Wednesday, August 26, 2009

Existential Crisis

My liitle boy starts school next year. I can't believe it. Only seems like yesterday I was driving home on Ruby's first day at school and thinking "Thankgod I've got a baby waiting at home". Now he's ready to spread his wings too. Of course ever the optimist I fear an existential crisis looming the minute I wave goodbye at the Kindergarten door and head home to an empty house. Even Col has warned I should have something in place - be it job or study or medication....

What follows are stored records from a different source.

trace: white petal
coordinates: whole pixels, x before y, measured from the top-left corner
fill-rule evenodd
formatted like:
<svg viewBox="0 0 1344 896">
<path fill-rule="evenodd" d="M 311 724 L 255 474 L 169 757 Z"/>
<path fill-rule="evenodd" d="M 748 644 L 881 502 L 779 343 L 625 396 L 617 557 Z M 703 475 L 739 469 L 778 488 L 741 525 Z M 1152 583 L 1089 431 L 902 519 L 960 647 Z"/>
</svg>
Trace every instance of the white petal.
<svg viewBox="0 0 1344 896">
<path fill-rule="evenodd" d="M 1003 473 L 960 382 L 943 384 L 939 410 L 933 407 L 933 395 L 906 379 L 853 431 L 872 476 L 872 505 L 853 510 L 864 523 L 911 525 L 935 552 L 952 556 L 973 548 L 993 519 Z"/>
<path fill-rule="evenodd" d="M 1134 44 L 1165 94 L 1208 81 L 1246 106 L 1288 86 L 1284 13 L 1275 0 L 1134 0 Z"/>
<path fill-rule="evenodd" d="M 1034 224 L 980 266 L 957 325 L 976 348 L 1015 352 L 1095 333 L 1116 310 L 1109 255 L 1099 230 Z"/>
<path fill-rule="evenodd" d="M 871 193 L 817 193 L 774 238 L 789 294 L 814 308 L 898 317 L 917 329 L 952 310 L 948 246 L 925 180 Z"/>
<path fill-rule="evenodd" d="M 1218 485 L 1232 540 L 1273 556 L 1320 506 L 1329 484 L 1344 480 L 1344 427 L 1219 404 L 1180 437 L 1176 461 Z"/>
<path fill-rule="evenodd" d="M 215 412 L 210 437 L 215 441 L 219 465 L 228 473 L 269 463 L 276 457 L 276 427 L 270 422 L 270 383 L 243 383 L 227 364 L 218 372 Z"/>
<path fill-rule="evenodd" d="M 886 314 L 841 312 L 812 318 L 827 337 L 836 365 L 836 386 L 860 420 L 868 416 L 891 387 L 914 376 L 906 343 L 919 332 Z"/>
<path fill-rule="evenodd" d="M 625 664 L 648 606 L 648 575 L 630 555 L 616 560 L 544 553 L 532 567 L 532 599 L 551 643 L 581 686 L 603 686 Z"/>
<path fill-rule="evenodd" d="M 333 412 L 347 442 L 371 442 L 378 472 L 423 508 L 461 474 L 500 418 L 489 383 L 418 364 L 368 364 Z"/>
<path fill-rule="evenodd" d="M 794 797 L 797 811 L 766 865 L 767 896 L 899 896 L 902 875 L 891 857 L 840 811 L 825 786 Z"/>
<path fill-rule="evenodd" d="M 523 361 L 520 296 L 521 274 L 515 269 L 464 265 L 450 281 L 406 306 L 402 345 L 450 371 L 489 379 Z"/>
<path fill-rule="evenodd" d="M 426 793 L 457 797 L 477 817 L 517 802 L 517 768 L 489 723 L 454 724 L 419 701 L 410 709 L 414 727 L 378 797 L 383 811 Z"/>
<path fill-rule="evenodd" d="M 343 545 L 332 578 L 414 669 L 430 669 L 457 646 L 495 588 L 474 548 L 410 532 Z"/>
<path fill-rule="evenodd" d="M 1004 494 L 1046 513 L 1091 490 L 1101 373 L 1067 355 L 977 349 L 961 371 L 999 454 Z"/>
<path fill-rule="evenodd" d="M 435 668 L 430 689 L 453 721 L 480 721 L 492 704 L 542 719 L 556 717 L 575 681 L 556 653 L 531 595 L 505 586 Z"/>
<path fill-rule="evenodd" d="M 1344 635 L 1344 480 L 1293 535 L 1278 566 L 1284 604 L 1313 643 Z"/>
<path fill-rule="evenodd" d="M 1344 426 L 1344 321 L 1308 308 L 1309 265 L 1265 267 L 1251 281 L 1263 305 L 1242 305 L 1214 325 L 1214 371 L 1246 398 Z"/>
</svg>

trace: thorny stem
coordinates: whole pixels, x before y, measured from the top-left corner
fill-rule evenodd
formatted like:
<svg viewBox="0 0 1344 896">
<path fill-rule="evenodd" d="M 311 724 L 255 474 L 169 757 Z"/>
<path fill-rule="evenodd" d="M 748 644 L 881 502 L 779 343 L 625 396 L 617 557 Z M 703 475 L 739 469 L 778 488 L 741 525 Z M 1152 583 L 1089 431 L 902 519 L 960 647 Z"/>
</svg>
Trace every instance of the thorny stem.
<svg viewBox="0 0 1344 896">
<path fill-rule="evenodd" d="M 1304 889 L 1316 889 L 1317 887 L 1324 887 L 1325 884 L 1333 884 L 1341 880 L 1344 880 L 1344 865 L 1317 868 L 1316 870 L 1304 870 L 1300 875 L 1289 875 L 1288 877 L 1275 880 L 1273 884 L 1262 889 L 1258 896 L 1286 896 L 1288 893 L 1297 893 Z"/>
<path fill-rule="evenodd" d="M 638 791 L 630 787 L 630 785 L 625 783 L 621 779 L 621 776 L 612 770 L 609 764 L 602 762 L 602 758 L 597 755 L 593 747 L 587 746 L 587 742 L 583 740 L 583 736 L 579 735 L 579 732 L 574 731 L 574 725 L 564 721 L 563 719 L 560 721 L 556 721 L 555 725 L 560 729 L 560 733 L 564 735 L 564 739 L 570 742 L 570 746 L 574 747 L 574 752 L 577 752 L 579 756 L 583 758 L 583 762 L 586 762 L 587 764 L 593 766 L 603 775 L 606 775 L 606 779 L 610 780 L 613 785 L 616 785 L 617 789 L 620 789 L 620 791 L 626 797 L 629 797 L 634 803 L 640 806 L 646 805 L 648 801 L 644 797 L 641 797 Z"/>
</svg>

I ponder my options almost continually as my state of mind swings from happy to stay at home doing nothing (a fabulous new euphinism to describe a day in the service of a household's physical, mental, social and administrative needs) or get some paid work and much needed validation from the outside world or studyVisual Design part time - and fulfil a goal I've had all my life. One day I am telling Col I want him to do a CV for me and vowing to make appointments at an employment agency. The next I am down with an onslaught of infections and thankful we know how to manage as a family on one income, reconciling myself to a life much like the one I've got but with perhaps a little extra time to blog and surf the net. Then I am checking admissions dead lines for Visual design courses and cursing that I still have no assemblage (whatever that is) - or any portfolio at all for that matter. Whatever next year entails I hope I'm doing whatever I'm doing by choice and not because the rest was no longer viable.